To enable recursively crawling links, add a snippet after checking the number of Cloudflare links to send messages recursively from the queue consumer to the queue itself. Recursing too deep, as is possible with crawling, will cause a Durable Object Subrequest depth limit exceeded. error. If one occurs, it is caught, but the links are not retried.

src/index.ts
// const numCloudflareLinks = await page.$$eval("a", (links) => { ...
await page.$$eval("a", async (links) => {
const urls: MessageSendRequest<Message>[] = links.map((link) => {
return {
body: {
url: link.href,
},
};
});
try {
await env.CRAWLER_QUEUE.sendBatch(urls);
} catch {} // do nothing, likely hit subrequest limit
});
// await page.setViewport({ ...

Then, in the queue handler, call crawlPage on the URL.

src/index.ts
// in the `queue` handler:
// ...
if (!isAllowed) {
message.ack();
continue;
}
try {
const { numCloudflareLinks, screenshot } = await crawlPage(url);
const timestamp = new Date().getTime();
const resultKey = `${encodeURIComponent(url)}-${timestamp}`;
await env.CRAWLER_LINKS_KV.put(
resultKey,
numCloudflareLinks.toString(),
{ metadata: { date: timestamp } }
);
await env.CRAWLER_SCREENSHOTS_KV.put(resultKey, screenshot, {
metadata: { date: timestamp },
});
message.ack();
} catch {
message.retry();
}
// ...

This snippet saves the results from crawlPage into the appropriate KV namespaces. If an unexpected error occurred, the URL will be retried and resent to the queue again.

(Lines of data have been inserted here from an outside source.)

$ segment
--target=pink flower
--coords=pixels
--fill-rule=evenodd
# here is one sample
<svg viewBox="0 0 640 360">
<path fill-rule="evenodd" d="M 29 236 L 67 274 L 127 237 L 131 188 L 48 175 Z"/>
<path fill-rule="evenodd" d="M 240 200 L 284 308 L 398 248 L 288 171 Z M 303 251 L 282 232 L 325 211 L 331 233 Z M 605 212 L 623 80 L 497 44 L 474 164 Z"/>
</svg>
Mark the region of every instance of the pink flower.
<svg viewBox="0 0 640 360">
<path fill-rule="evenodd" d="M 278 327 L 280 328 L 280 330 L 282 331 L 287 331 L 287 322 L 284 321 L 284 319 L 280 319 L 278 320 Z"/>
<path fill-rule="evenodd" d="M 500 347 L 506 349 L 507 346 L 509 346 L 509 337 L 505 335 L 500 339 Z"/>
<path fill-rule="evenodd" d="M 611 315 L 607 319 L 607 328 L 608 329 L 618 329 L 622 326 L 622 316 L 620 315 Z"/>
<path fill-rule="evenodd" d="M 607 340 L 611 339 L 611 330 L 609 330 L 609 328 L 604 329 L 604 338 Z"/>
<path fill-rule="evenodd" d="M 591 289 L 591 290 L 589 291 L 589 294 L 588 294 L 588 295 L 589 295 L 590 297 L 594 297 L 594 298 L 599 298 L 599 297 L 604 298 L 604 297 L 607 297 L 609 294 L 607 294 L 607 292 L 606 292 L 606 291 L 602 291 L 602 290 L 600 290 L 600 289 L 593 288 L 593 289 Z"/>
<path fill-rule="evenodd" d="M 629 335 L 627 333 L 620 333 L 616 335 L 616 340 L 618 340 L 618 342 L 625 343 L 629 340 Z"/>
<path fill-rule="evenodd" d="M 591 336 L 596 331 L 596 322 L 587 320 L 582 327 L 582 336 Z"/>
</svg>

Saving the timestamp of the crawl in KV helps you avoid crawling too frequently.

Add a snippet before checking robots.txt to check KV for a crawl within the last hour. This lists all KV keys beginning with the same URL (crawls of the same page), and check if any crawls have been done within the last hour. If any crawls have been done within the last hour, the message is ack‘ed and not retried.

src/index.ts
type KeyMetadata = {
date: number;
};
// in the `queue` handler:
// ...
for (const message of batch.messages) {
const sameUrlCrawls = await env.CRAWLER_LINKS_KV.list({
prefix: `${encodeURIComponent(url)}`,
});
let shouldSkip = false;
for (const key of sameUrlCrawls.keys) {
if (timestamp - (key.metadata as KeyMetadata)?.date < 60 * 60 * 1000) {
// if crawled in last hour, skip
message.ack();
shouldSkip = true;
break;
}
}
if (shouldSkip) {
continue;
}
let isAllowed = true;
// ...

​​ 7. Deploy your Worker

To deploy your Worker, run the following command:

$ npx wrangler deploy

You have successfully created a Worker which can submit URLs to a queue for crawling and save results to KV.

Refer to the GitHub repository for the complete tutorial, including a front end deployed with Pages to submit URLs and view crawler results.